The English teacher in me must first explain that the familiar phrase “the best laid plans” is actually a misquote of Burns’ poem “To a Mouse”; the line actually reads “the best laid schemes”. I probably shouldn’t perpetuate the misquote, but “plans” works better for my title, so . . . (sorry, Mr. Burns)

I’ll never forget when I saw one for the first time. I was a freshman in high school and was working as a library aide during 6th-hour study hall. One afternoon early in September, I saw the assistant librarian writing in a small calendar-like book and was intrigued;  my family didn’t even have a calendar anywhere in the house, and I’d definitely never seen a book-like calendar with daily or weekly pages. Mrs. Zook saw my interest, showed me her personal planner, and told me where she had purchased it.

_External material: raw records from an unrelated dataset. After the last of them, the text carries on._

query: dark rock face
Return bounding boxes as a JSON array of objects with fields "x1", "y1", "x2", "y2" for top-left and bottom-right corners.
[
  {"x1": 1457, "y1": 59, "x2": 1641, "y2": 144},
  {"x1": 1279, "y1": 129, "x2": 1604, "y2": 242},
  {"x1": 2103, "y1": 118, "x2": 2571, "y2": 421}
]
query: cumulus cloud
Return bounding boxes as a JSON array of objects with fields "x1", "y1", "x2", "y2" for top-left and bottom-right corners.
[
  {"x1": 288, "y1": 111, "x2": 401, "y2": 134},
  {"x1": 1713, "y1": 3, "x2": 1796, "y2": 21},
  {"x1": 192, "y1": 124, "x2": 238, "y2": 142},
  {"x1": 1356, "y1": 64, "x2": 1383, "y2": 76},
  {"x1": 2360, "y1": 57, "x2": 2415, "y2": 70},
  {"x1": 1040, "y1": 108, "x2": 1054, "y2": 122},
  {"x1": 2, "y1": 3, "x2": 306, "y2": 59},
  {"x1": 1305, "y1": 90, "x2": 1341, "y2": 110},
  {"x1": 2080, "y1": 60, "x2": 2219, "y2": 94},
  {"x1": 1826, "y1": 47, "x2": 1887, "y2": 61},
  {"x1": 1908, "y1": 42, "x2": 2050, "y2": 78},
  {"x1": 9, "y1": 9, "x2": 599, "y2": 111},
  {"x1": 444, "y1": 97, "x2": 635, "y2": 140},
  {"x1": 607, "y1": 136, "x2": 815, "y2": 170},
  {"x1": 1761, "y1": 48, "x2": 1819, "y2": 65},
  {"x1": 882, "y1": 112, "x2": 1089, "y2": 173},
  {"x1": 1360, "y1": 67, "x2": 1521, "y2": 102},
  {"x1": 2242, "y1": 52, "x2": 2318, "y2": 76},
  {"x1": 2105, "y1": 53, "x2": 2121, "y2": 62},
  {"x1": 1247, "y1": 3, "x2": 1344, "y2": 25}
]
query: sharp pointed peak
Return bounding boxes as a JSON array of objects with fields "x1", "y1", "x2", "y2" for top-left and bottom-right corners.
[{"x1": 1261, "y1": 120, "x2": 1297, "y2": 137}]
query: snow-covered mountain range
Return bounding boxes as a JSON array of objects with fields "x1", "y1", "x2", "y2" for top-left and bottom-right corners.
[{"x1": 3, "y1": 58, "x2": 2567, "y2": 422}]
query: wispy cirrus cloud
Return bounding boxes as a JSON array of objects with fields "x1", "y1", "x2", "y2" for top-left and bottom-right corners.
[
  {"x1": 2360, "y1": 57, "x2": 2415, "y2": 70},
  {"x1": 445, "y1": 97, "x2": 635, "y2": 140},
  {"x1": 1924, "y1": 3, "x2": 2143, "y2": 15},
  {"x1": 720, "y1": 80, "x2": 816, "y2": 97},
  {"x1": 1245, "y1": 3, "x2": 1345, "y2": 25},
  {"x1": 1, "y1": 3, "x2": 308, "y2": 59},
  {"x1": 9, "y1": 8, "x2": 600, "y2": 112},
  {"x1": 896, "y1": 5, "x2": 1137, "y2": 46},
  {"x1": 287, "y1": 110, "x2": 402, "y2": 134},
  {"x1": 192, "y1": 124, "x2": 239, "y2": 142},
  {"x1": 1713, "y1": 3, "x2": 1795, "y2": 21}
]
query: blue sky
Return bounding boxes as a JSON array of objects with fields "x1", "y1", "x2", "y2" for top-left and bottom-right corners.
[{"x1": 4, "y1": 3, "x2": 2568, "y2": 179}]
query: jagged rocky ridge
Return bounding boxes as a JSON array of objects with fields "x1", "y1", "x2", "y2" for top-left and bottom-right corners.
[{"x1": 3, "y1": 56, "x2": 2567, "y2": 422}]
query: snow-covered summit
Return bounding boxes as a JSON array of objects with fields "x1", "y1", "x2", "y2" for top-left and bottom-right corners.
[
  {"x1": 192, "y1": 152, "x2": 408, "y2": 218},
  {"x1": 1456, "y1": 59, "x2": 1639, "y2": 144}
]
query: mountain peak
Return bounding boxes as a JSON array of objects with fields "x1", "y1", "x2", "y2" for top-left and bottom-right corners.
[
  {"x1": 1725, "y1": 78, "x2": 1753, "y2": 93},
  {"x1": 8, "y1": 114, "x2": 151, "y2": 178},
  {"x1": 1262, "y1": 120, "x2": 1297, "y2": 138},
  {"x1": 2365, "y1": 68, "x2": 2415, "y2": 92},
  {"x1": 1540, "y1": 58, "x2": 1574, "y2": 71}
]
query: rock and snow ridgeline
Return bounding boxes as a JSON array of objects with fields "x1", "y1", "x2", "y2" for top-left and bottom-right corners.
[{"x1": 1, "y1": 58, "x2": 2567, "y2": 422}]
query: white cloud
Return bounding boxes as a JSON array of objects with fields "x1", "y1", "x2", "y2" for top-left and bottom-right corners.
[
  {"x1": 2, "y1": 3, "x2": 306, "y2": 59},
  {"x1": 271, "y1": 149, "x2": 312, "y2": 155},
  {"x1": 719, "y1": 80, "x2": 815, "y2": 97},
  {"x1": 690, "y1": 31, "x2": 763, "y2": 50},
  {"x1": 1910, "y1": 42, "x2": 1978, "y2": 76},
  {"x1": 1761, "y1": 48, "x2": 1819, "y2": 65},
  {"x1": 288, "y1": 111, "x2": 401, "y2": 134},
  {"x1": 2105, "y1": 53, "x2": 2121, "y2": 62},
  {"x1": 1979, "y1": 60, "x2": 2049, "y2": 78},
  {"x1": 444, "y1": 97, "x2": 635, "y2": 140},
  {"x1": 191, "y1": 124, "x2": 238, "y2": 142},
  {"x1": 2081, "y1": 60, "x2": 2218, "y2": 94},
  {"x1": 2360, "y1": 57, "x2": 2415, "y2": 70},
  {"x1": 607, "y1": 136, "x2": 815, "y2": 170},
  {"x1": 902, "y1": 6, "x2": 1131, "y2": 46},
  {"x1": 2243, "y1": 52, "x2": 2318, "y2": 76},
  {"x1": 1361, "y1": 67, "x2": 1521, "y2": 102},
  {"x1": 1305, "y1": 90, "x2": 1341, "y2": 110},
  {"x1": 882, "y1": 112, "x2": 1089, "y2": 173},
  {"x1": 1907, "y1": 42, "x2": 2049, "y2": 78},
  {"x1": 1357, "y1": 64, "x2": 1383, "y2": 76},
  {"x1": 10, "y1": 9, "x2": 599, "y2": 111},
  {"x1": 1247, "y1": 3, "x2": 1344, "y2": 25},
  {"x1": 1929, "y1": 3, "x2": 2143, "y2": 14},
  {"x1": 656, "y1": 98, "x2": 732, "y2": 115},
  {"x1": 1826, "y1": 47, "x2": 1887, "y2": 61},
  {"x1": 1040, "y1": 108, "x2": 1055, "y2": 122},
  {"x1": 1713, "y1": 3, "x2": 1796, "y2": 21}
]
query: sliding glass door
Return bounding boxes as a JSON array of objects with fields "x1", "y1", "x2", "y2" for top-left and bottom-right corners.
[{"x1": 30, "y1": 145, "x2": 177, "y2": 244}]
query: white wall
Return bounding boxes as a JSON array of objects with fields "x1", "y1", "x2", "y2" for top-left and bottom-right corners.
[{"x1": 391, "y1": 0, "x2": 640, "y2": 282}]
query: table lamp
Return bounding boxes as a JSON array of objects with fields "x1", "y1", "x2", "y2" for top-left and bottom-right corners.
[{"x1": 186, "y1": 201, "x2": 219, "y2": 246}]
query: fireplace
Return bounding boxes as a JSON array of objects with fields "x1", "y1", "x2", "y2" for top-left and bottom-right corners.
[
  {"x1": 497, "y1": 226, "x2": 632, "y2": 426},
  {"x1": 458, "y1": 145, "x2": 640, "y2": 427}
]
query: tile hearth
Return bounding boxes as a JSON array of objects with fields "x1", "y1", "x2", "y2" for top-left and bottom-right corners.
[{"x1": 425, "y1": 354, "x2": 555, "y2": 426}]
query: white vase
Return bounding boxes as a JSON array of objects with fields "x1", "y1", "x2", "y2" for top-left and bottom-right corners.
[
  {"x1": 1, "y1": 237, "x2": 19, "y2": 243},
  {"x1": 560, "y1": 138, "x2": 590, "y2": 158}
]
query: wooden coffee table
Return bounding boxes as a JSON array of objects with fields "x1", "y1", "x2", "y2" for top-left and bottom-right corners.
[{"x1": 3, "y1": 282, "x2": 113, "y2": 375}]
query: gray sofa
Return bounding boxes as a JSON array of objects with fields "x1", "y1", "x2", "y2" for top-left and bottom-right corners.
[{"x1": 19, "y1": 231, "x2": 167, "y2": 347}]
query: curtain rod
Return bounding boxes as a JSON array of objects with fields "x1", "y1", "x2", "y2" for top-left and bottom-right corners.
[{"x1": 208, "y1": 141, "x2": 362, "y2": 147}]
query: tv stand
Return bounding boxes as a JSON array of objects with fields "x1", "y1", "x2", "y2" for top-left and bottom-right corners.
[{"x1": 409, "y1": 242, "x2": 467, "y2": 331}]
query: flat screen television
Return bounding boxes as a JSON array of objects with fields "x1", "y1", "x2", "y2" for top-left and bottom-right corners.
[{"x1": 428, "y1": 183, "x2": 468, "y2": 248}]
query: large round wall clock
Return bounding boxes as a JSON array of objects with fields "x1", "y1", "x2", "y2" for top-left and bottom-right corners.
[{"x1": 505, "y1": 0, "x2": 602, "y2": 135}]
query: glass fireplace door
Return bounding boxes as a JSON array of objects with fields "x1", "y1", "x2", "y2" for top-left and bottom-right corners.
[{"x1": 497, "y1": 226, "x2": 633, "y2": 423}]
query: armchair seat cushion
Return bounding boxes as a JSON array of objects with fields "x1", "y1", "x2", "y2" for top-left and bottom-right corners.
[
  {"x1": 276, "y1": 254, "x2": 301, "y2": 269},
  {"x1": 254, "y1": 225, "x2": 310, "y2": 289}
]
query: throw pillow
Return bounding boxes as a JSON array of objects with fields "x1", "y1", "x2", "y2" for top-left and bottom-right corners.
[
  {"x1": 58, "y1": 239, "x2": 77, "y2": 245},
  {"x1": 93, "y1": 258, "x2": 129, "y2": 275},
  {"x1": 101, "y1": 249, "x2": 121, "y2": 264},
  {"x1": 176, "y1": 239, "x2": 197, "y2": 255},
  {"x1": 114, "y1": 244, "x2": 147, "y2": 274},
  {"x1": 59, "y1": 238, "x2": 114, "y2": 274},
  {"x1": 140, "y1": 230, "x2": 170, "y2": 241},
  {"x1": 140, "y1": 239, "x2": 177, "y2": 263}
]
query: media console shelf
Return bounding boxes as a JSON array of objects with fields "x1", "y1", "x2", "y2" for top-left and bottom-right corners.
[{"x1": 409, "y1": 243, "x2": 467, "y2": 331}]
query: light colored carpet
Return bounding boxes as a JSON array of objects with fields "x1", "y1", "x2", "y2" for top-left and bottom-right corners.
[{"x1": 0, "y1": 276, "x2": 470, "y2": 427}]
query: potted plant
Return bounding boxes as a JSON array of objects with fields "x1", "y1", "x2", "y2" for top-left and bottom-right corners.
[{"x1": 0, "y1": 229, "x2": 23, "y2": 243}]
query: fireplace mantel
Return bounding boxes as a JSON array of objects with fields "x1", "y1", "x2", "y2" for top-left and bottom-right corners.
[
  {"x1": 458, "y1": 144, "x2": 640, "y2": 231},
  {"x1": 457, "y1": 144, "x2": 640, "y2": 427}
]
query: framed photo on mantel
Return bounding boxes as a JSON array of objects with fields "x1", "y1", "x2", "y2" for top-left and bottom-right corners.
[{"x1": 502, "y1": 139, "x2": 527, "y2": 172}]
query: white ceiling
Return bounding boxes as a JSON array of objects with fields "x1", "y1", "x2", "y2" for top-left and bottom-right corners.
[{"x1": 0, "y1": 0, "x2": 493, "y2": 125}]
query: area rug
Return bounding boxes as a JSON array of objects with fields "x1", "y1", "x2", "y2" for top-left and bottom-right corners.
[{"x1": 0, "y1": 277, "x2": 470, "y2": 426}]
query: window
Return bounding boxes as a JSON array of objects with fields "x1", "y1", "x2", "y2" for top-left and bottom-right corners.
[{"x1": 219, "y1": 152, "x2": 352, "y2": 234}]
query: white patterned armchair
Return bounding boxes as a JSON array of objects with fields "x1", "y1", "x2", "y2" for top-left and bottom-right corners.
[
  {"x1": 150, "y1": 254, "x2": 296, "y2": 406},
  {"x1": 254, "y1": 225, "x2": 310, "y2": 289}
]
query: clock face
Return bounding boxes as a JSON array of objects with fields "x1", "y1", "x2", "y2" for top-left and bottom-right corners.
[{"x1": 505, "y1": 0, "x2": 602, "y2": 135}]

Already a list-maker who relished neatly checking off each item on my to-do list, I was hooked. I asked my dad to take me to the local office supply store, where I bought my first planner, and until this week, I’ve never looked back. In fact, I can’t remember a single year in 40+ that have passed since then that I didn’t have a personal organizer. Over the years, I found my planner invaluable in keeping track of first, my own work and social commitments, and eventually, the schedules and appointments for myself, my shift-working husband, and two children with a myriad of activities and appointments.

No matter what brand, size, or style I was using at the time, every summer I would purchase my new pages (and sometimes, new binder), and in late July I would spend an hour or so setting up my new planner (as a student and then a teacher, my “new year” always begins with August 1). I loved putting the new, blank pages in my binder and entering important dates and appointments in whatever writing utensil I was using. Before my son was born, I simply used a blue ink pen; after he was born, I switched to 4 colors — one for each of the 3 of us and one for general, whole-family events. When my daughter was born, I added another color. And when the scrapbooking craze hit, I began creating my own divider pages out of card stock, and I loved the personalized look of my planners.

A few of years ago, I grew tired of the Franklin Covey style refills I was using and wanted something totally different, so I switched to a Filofax. The binders are beautiful, and although there were fewer refill styles, one in particular appealed to me. Unfortunately, the last two years I’ve run into problems getting refills, and this year, when I decided to change to a smaller size, I found that all of the binders I liked and could afford (alas, the $2300.00 alligator binder was out of the question, even though it’s red) were out of stock and wouldn’t be available until . . . well, nobody at filofaxusa had any idea when that would be.

By this past Wednesday, I was frustrated — almost angry — at being personal planner-less. And that’s when the proverbial light bulb went off in my head. I had become far too dependent on my planner; I was actually writing down on my to-do list such mundane tasks as “take shower”, as if I wouldn’t remember to do that if I didn’t write it down! Just as bad, I was writing the same very-regular daily lineup of tasks (“trash out” on Monday, for example) every single week during my Sunday “planner time”.

Yesterday, I took what is a very bold step for me. I removed my custom-made page dividers, plastic rulers, and other “extras” out of my planner and listed both of my binders (I would switch between a red leather binder and a teal one for variety) on, and I cancelled my order for the still-on-backorder binder and refill for 2013-2014. Last night I jotted down some ideas of what I really needed in a new “planner”, and I got another surprise. I didn’t really need any of the sections I had in my planner! I was using them out of habit, not out of necessity.

Today I purchased a “2-year plus” (August 2013 through December 2015) pocket calendar. Unable to completely give up my “daily tasks” list, I used 6 mini-index cards (1 each of 6 colors; 1 for every day except Sunday) to create 6 “daily” task cards and slipped them in the pocket of the plastic cover. My plan is to slide the current day to the front of the stack every morning; if a non-regular task arises, I’ll put it on a sticky (I put a small, thin pad of mini sticky notes inside the back cover.

No more thick planner, no more sections for “finances” and “goals” and other things I really don’t need. No more Sunday “planning sessions” and nightly planner-check. No more need for a purse large enough to carry my planner; my cute little calendar will fit even in the small cross-body bag I bought this summer but rarely carry because . . . you guessed it, my organizer wouldn’t fit.

This change feels right. It fits my pared-down, only-me life. It fits my desire to simplify as much as possible. My new calendar is already tucked into my cross-body purse, and I’m ready to spend less time planning and more time doing!